Philipp L. Harnisch, Daniel Schuhmann, Stefan Hillmann

Published: 2024, Last Modified: 19 Feb 2025SPECOM (1) 2024EveryoneRevisionsBibTeXCC BY-SA 4.0

Abstract: This paper presents a study aimed at enhancing the classification accuracy of patients’ spoken answer selections to German medical Patient-Reported Outcome Measures (PROM) questionnaires within a multimodal dialog system. We collected 1,737 speech data samples for training and evaluation through a lab experiment, employing textual priming as opposed to the visual priming utilized in prior research. For classification, we compare results from utilizing sentence embeddings against results from prompting various Large Language Models.
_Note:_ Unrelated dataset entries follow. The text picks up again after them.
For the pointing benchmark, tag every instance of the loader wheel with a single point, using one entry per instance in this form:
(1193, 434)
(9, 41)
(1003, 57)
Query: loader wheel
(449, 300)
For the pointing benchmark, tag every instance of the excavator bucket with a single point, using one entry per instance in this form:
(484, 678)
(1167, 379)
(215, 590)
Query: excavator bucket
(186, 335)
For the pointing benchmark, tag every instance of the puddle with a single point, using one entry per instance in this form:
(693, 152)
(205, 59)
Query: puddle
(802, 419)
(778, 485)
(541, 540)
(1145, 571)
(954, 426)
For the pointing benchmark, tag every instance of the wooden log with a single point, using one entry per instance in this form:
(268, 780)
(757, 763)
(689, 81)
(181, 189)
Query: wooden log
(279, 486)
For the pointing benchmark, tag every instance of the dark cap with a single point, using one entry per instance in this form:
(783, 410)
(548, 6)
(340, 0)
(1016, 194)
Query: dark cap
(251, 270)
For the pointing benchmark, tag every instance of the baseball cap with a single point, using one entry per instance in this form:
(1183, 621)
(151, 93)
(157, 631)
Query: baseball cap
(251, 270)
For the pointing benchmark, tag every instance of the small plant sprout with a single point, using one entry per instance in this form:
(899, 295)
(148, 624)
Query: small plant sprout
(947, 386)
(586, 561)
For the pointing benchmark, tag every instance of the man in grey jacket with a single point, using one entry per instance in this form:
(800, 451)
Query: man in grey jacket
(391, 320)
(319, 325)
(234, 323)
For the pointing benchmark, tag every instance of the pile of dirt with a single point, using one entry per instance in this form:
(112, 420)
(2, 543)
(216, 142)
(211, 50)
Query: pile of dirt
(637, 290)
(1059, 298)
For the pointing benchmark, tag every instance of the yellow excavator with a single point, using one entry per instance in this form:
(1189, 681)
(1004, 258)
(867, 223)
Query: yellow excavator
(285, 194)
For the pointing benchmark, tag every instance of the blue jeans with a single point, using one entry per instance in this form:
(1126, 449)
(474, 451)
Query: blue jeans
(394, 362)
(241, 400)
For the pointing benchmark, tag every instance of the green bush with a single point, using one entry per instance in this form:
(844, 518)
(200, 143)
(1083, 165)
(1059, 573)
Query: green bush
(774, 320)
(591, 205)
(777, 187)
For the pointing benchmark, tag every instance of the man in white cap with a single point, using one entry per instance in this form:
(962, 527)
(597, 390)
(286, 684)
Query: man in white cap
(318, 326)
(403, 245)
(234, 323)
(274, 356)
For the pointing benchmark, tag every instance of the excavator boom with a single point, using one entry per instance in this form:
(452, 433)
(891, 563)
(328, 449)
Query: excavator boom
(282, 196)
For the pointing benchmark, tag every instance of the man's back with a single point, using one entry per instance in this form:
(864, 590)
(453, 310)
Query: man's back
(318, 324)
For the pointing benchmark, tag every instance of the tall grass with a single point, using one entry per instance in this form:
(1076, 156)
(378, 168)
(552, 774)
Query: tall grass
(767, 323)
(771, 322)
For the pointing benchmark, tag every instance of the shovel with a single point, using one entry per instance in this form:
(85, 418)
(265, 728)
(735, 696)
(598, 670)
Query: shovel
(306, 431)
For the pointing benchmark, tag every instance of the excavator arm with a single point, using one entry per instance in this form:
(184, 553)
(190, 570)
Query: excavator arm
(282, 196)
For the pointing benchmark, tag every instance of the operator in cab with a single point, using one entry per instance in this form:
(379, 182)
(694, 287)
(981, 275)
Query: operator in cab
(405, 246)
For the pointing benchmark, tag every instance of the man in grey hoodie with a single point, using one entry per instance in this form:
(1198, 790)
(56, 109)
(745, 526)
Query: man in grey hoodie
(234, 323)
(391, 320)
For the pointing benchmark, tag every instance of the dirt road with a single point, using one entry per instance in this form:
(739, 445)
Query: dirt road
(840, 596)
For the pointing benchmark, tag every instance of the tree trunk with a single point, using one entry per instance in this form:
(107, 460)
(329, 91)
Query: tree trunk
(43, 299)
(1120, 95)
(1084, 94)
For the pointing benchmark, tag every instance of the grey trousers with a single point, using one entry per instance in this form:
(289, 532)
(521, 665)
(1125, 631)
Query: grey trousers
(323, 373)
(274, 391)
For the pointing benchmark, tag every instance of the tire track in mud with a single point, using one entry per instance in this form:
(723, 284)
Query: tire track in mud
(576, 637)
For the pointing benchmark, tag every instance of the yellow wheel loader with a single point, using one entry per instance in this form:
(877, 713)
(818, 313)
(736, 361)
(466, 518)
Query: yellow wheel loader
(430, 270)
We conduct a comparative analysis of approaches in terms of prediction performance, efficiency, hardware restraints, budget, inference time, and data privacy. Further, we investigate if adding the survey item text as context improves the classification. Results show the highest accuracy for gpt-4 prompting, and indicate that including the questionnaire item text alongside user utterances is beneficial for LLM prompting. Additionally, we find significant positive correlations between accuracy and certain prompt characteristics.